If we follow Dagmar Schreibers collected information about the position of enviroment protectoin we can understand, that there are many fields the ecological movement in kazakhstan in the future has to deal with. First of all there should be constructed a room for a dialogue and the turn to a cultural-ecological Discourse which enables the creation of specific oases in the cities and the metropole of Kazakhstan. Places like insect hotels, lagoons for frogs and dragonflies and incubators for birds and their children can be constructed, diversity discourses can be introduces and in international communication that engages for climate protection can be started. There are several ways to overcome the individual voicelessness.
The preservation of creation can also mean going backward to the roots and here an understanding of ones history is very essential. The reanimation of memory is a process in which not only textes, but also sounds in closely interaction with the textes play a role. Memory means not only the conservation oft he past but also an openminded attitude towards the future. And here not the rush into a unkown future is the key, but an abidance in the moment as celebrating the waiting for the future. The meditative escape into poetry can help. The following poem, written by Ajgerim Tazhi and translated by J. Kates, shows that the present can really be like a cloude with a collapsing sky underneath, but it’s our decision how we accept this situation:
„You are standing in the edge of a cloud,
underneath
the sky collapses, ruining the skyline.
In the depth of field the ocean ebbs
Into a narrow aperture.
From the opening something whistles.
In the frame a room out of focus.
Offstage a clown is laughing.“[3]
Naurzbaev, Kh. I., and Mendikulov, M.M. Monument to Džambul Džabaev. 1971 Alma-Ata
Let’s return to the poetical or mythological landscape and have a view in „Kara Žoldos“ again. The young pilgrim starts his way with two woolves, carrying for him, on his site. His father blesses him before his son leafes the house and speaks about the force of the ancestors who are still present in the memory of the family: „Pust‘ doroga tvoja budet svetloj! Pust‘ vysokie duhi svjaššenyh predkov oberegajut i podderživajut tebja v stranstvijah!“ (Momyšuly/Serebrjanskij, Kara Žoldos, p. 18) During the way through the desert one of the woolves, the female one, speaks about the power of the holy one, who is above all, she calls him „the great Dangru“. (p. 19)

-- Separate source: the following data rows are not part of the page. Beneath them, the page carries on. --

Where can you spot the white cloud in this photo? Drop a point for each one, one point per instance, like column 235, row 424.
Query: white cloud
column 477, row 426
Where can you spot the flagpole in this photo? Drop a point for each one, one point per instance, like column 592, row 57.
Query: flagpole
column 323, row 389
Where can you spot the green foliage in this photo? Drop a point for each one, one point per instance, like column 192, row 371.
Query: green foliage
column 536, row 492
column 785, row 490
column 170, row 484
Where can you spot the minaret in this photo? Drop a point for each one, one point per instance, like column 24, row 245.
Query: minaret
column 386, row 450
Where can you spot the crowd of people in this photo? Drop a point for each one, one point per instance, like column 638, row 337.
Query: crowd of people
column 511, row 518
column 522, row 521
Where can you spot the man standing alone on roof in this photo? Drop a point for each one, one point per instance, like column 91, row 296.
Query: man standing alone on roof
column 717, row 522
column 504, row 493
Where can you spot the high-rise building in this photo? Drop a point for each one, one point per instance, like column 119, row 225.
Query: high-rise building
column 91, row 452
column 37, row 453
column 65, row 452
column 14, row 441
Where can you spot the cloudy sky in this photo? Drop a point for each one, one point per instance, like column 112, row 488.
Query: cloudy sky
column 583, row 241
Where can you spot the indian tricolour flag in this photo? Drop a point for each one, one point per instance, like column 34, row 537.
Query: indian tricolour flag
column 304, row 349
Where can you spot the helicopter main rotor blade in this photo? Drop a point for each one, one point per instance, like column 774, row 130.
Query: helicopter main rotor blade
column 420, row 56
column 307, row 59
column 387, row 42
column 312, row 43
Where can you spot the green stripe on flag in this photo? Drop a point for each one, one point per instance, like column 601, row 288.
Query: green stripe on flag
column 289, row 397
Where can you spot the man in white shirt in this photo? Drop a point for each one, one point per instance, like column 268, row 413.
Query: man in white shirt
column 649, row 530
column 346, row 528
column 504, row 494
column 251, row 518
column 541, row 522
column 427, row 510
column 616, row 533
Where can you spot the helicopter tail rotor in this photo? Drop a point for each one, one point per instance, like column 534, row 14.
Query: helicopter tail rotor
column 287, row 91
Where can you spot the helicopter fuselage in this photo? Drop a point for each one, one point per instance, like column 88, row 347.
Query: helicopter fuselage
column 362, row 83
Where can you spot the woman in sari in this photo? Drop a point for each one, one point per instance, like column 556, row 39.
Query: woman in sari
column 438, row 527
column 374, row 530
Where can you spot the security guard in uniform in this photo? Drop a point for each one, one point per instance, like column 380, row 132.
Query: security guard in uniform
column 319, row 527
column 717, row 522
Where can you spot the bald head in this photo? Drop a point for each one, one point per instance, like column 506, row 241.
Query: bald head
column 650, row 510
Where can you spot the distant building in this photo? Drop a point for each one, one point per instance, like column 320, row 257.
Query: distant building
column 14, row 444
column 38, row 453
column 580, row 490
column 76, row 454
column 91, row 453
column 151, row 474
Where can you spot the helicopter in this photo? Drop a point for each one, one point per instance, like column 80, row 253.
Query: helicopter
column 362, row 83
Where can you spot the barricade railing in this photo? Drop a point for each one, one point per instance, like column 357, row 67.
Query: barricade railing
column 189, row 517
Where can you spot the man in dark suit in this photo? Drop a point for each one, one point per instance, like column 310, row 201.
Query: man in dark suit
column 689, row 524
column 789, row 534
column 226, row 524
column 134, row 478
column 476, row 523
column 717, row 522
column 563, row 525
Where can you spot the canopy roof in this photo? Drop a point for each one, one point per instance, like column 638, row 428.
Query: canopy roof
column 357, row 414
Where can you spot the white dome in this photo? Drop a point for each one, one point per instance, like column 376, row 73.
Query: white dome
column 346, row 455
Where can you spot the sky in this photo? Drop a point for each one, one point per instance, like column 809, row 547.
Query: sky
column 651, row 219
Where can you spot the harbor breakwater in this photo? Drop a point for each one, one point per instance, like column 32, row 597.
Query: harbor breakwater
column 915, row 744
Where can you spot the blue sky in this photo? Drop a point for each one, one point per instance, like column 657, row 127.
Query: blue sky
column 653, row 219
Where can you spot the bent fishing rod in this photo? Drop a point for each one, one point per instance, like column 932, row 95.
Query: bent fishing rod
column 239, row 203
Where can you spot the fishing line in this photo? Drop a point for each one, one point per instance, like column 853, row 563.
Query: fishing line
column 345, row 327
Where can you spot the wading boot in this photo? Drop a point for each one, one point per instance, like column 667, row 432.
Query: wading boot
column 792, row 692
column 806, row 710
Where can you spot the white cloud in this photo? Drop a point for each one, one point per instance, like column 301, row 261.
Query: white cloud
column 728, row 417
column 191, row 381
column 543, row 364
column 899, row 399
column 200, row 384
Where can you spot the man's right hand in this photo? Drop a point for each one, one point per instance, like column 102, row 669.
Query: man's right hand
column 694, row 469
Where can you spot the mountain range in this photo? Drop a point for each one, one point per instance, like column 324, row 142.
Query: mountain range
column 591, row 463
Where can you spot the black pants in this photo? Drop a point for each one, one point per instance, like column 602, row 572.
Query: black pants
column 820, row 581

The fragments of the landscape become fragments of memory. The wandering of Kara Žoldos is though of a spiritual nature. He does not need to flee from one side to another, but he is part of a mythological nature, a figure in the centre of ghosts, gods and speaking animals. Momyšuly and Serebrjanski create a mythological narrative that feed the reader with moral attitudes towards our nature. We can reflect our nature from a caleidoscopic view, but in a quite demure way.
If we pay attention to the books of Šayakhmetov and Momyšsuly/Serebrjanskij, we can make the conslusion that, how Donna Hareway writes in her „Manuscript for companions“, that all of us inherit a different history, but our world, so Hareway, needs an absolutely shared futures. (S. 14)
So let‘ share our future by storytelling and enlace our told stories with them of all world inhabitants.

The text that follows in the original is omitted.